Les chefs d'entreprise pourraient apprendre beaucoup des guépards, les animaux terrestres les plus agiles de la Terre. Bien que leurs ancêtres ne couraient qu'à environ 20 miles par heure, les chats d'aujourd'hui peuvent accélérer de zéro à 60 en trois secondes, plus vite qu'une Corvette Twin Turbo ou une Ferrari Enzo. Mais la vitesse à elle seule n'est pas ce qui fait des guépards des chasseurs si géniaux. Les modèles informatiques montrent que le meilleur indicateur d'une chasse réussie n'est pas la vitesse de pointe d'un guépard ; c'est plutôt à quelle vitesse il s'arrête et tourne
Il existe un parallèle important avec la chasse aux innovations par les dirigeants. Qu'elles développent de nouveaux produits, processus ou refont d'anciennes façons de faire des affaires, il ne suffit pas que les organisations poursuivent de nouvelles idées plus rapidement. À moins qu'ils ne développent de nouveaux muscles pour décélérer et s'adapter habilement aux rebondissements inattendus, ils sont susceptibles de revenir les mains vides. C'est l'une des lamentations les plus courantes des cadres qui luttent pour augmenter la capacité d'adaptation de leur organisation : nous sommes terribles à arrêter le travail, même lorsqu'il est évident que le travail est une perte totale de temps et d'argent. » Cela est aussi vrai pour les secteurs d'activité et les processus existants qui vivent saison après saison budgétaire, comme des zombies, que pour une nouvelle idée autrefois brillante qui ne se concrétise tout simplement pas.

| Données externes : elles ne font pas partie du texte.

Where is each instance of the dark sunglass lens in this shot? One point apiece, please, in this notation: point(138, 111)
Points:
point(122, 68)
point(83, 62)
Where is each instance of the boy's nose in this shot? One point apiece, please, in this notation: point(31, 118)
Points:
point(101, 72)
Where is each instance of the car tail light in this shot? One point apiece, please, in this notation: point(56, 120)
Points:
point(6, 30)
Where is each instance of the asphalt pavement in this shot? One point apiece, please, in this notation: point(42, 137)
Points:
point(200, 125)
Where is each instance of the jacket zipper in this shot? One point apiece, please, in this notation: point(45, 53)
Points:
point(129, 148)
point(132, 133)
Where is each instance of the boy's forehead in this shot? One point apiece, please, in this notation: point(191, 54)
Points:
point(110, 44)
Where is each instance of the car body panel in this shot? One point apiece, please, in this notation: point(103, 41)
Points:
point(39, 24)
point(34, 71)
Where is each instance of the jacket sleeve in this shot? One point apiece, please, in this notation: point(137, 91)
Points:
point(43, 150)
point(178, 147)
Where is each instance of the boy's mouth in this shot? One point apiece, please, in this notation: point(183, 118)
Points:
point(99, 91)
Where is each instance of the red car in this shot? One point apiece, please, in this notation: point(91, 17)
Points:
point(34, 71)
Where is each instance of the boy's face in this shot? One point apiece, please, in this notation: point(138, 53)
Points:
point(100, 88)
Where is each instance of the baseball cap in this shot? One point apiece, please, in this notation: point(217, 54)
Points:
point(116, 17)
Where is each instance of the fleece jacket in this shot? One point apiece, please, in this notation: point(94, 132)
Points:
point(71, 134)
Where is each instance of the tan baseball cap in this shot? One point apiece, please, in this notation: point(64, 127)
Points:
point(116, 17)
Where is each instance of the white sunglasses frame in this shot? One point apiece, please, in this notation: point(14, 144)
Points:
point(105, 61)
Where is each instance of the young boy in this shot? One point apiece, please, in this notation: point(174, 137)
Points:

Le coût de ce problème est plus élevé que les gestionnaires ne l'imaginent. Gary Hamel et Michele Zanini estiment que le coût du gaspillage bureaucratique a atteint 10 000 milliards de dollars et augmente. Entre 70 et 90 % des innovations échouent, et les opérations saines s'affaiblissent chaque jour où elles doivent subventionner des projets naissants maintenus en vie par l'inertie politique plutôt que par des gains potentiels. Lorsque le pouvoir est déterminé par la quantité de ressources contrôlées, comme c'est si souvent le cas dans les affaires, il est rare d'admettre l'échec et de céder des ressources.
Étant donné qu'il est très difficile d'arrêter les choses, les dirigeants rendent leur démarrage encore plus difficile, ce qui freine l'innovation. Ils augmentent les taux d'investissement, exigent des analyses plus détaillées et ajoutent des niveaux d'examen minutieux. Malheureusement, ces actions n'améliorent pas tant les décisions qu'elles nuisent à la vitesse du marché et au positionnement concurrentiel. Les échecs se multiplient. Finalement, la horde de projets en échec devient trop importante pour être ignorée. Les gestionnaires éliminent un grand pourcentage de leurs employés, traumatisent l'organisation et relancent la boucle catastrophique.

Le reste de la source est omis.